LP Lammas has also signed deals resulting from reforms in China’s financial sector. As China’s banks now have to keep their capital adequacy ratios under control, assets derived from the non-performing loans (NPLs) of state-owned banks have been re-organised under special-purpose asset management companies.

In October, the company signed a non-exclusive deal with China Orient Asset Management Corporation (COAMC), the asset management company charged with managing and disposing of RMB260 billion ($34.1 billion) in assets derived from the NPLs of the Bank of China.

As at the date of the prospectus, COAMC had referred 52 assets, of which Lammas is conducting in-depth analysis of seven. Pong admits that not all of these assets are the right fit for LP Lammas’ model and says that COAMC is talking to a large US institution about packaging and securitizing some of the debt.

“But as for business brokers like us that specialise in middle market M&A, between HK$25 million and HK$500 million, we believe we’re the only corporatized one on the scene,” he says.

The company has also been named by Huaxia Bank as its first overseas agent to assist in handling its NPL assets. In particular LP Lammas has been given the mandate to find partners for a PRC steel manufacturing company. Pong was reluctant to disclose the total value of NPL-derived assets controlled by Huaxia Bank, saying that a non-disclosure agreement related to the bank’s imminent A-share listing prevented him from doing so.

Web strategy

In July 2000, LP Lammas launched a website aimed at matching potential investors and investees in a cost effective manner. The website, Opphunt.com (short for Opportunity Hunting), is effectively a free advertising board, serving buyers and sellers of assets/businesses, seekers and providers of finance, franchisees and franchisers, and companies in need of joint-venture partners. LP Lammas has a monopoly on advertisers' details until a mandate is signed, and hence ensures itself a slice of the action if any deals are struck.
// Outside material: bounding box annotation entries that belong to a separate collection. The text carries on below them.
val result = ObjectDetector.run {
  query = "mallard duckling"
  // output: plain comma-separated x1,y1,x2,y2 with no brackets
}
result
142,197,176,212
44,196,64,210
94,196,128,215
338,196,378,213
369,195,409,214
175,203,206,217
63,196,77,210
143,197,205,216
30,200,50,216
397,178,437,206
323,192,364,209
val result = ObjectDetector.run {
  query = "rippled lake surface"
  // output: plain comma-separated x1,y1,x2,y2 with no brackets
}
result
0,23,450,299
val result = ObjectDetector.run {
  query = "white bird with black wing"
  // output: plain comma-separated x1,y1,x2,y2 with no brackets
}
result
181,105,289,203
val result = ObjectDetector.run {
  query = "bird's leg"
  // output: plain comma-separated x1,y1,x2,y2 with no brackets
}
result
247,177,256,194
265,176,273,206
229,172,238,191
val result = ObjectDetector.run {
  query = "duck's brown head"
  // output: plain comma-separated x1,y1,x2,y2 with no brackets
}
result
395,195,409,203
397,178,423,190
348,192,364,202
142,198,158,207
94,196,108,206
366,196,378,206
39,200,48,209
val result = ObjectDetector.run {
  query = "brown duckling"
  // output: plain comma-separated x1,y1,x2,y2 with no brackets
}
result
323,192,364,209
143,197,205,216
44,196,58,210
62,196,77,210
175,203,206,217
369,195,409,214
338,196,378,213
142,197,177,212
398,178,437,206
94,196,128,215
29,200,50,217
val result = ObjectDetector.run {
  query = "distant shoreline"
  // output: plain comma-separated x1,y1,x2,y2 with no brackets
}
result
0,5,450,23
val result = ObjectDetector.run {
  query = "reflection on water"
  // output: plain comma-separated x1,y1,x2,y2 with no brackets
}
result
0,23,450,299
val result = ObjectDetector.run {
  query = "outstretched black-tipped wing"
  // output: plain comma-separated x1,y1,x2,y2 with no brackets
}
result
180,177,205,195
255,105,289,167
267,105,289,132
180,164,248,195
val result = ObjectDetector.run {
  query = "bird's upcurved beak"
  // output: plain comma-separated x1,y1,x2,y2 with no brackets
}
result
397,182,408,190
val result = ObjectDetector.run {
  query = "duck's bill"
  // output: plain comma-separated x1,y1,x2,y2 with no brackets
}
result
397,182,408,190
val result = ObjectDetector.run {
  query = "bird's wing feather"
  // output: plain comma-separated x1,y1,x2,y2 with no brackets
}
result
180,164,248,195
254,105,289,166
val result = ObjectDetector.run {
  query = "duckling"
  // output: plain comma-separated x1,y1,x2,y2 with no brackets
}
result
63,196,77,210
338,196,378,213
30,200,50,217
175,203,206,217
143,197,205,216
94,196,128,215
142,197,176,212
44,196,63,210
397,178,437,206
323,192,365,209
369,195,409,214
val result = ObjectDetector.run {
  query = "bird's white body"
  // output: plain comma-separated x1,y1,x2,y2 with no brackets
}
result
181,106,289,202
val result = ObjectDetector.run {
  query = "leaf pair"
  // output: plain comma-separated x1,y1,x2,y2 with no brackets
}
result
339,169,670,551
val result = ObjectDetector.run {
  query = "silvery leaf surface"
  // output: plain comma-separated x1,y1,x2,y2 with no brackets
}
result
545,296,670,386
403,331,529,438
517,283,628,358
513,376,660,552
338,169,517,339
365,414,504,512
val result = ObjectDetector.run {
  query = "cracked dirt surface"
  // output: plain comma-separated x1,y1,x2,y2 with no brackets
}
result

Rather than keeping the site as a virtual bulletin board, LP Lammas is investing in technology from BonVision Technology, a company started up on the basis of artifical intelligence research at the City University of Hong Kong, which is still a minority shareholder. This artifical intelligence system will be developed over the next two years to eventually include “softbots”, or autonomous programs that can be used to search databases and the internet, to find suitable business opportunities for members of the site.

Since the site launched, nine mandates have been signed for business brokerage services, of which two transactions have taken place, yielding HK$434,000 in revenue.

For the year ended 31 March, 2000 the company’s turnover increased 6.6 times from the previous year to HK$8.04 million, 85% of which derived from its business brokerage services. Net profit for the year ended 31 March, 2000 was HK$4.9 million.

In the first quarter of the current financial year the company posted a net profit of HK$1.02 million.